Image labeling and parcellation (i.e., assigning structure to a collection of voxels) are critical tasks for the assessment of volumetric and morphometric features in medical imaging data. The process of image labeling is inherently error prone as images are corrupted by noise and artifacts. Even expert interpretations are subject to subjectivity and the precision of the individual raters. Hence, all labels must be considered imperfect with some degree of inherent variability. One may seek multiple independent assessments to both reduce this variability and quantify the degree of uncertainty. Existing techniques have exploited maximum a posteriori statistics to combine data from multiple raters and simultaneously estimate rater reliabilities. Although quite successful, wide-scale application has been hampered by unstable estimation with practical datasets, for example, with label sets with small or thin objects to be labeled or with partial or limited datasets. As well, these approaches have required each rater to generate a complete dataset, which is often impossible given both human foibles and the typical turnover rate of raters in a research or clinical environment. Herein, we propose a robust approach to improve estimation performance with small anatomical structures, allow for missing data, account for repeated label sets, and utilize training/catch trial data. With this approach, numerous raters can label small, overlapping portions of a large dataset, and rater heterogeneity can be robustly controlled while simultaneously estimating a single, reliable label set and characterizing uncertainty. The proposed approach enables many individuals to collaborate in the construction of large datasets for labeling tasks (e.g., human parallel processing) and reduces the otherwise detrimental impact of rater unavailability.

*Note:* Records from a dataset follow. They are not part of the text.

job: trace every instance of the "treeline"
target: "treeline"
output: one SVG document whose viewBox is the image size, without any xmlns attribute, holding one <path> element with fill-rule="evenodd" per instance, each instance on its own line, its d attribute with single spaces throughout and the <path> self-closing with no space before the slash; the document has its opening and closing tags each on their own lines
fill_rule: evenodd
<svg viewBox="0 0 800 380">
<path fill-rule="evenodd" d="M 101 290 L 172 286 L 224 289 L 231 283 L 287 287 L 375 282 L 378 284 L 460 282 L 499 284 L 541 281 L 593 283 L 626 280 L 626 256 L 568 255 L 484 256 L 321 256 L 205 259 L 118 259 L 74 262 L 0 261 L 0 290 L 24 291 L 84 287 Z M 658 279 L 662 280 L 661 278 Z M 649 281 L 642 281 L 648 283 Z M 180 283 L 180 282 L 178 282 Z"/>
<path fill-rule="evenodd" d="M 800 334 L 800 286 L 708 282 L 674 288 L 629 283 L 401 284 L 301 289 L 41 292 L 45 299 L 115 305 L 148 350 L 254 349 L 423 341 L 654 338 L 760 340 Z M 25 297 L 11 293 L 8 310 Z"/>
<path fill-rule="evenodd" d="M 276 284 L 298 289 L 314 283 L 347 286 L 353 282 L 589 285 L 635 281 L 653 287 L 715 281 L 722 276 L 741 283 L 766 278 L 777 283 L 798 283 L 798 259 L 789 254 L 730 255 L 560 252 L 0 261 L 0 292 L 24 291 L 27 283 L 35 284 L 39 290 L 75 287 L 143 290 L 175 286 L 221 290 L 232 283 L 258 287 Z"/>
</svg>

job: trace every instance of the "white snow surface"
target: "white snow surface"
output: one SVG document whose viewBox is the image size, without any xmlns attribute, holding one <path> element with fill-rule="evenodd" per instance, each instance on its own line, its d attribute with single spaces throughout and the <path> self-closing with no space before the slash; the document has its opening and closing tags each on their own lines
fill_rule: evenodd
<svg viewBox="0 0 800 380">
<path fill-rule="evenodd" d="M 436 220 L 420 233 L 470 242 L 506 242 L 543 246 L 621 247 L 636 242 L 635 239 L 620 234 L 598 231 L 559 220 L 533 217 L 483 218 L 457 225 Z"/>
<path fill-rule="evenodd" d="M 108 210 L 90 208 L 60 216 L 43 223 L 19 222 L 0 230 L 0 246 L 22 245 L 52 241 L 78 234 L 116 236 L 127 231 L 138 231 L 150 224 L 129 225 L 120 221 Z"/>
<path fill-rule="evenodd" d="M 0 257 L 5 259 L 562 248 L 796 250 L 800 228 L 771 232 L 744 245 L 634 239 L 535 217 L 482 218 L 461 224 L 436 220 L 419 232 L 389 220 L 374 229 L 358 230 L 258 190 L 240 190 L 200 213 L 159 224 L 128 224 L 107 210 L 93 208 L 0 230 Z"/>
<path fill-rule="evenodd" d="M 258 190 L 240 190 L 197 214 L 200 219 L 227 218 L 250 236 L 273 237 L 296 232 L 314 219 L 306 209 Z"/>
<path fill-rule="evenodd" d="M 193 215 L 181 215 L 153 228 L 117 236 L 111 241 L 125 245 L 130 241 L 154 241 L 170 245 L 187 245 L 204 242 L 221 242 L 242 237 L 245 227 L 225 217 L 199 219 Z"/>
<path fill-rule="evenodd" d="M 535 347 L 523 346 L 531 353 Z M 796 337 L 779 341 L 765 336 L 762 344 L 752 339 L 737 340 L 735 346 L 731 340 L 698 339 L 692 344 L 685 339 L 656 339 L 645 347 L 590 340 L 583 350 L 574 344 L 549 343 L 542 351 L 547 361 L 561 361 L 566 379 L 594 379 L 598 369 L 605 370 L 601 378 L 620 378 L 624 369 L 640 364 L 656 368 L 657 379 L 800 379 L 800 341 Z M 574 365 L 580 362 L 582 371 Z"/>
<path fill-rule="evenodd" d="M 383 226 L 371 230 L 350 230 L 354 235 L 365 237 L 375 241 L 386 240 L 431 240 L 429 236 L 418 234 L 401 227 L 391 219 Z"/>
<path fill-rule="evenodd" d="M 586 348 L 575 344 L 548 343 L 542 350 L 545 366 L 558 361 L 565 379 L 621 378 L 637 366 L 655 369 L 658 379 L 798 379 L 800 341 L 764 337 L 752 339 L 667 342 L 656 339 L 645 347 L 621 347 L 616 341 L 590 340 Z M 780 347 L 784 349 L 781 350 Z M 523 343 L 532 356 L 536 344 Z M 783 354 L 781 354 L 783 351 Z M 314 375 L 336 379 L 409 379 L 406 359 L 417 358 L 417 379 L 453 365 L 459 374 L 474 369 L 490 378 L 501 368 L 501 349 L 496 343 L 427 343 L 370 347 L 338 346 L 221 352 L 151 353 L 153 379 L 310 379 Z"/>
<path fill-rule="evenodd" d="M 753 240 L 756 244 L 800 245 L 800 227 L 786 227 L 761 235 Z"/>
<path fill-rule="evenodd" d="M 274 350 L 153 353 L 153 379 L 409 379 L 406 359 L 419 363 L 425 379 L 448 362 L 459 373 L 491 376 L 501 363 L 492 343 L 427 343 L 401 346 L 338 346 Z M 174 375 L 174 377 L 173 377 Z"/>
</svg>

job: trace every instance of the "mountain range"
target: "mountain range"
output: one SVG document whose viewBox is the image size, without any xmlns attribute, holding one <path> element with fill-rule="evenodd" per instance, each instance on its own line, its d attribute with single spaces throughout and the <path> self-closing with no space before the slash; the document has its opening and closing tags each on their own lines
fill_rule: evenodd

图像标注和分割(即将结构分配给体素集合)是医学成像数据中评估体积和形态特征的关键任务。由于图像受到噪声和伪影的干扰,因此图像标注的过程本身容易出错。即使是专家的解释也受到主观性和个体评分者的准确性的影响。因此,所有标签都必须被认为是不完美的,具有一定程度的固有可变性。人们可能会寻求多个独立的评估,以降低这种可变性并量化不确定性的程度。现有的技术已经利用最大后验统计来结合来自多个评分者的数据,并同时估计评分者的可靠性。尽管非常成功,但由于实用数据集的估计不稳定,例如,要标记的标签集具有小或薄的物体,或者数据集部分或有限,这些方法的广泛应用受到了阻碍。此外,这些方法要求每个评分者生成一个完整的数据集,但在研究或临床环境中,由于人为的弱点和评分者的典型周转率,这通常是不可能的。在此,我们提出了一种稳健的方法,用于改善小解剖结构的估计性能,允许存在缺失数据,考虑重复的标签集,并利用训练/捕获试验数据。通过这种方法,许多评分者可以标记大型数据集的小重叠部分,可以稳健地控制评分者的异质性,同时估计单个可靠的标签集并描述不确定性。该方法可以使许多人能够协作构建用于标注任务的大型数据集(例如,人类并行处理),并减少评分者不可用的不利影响。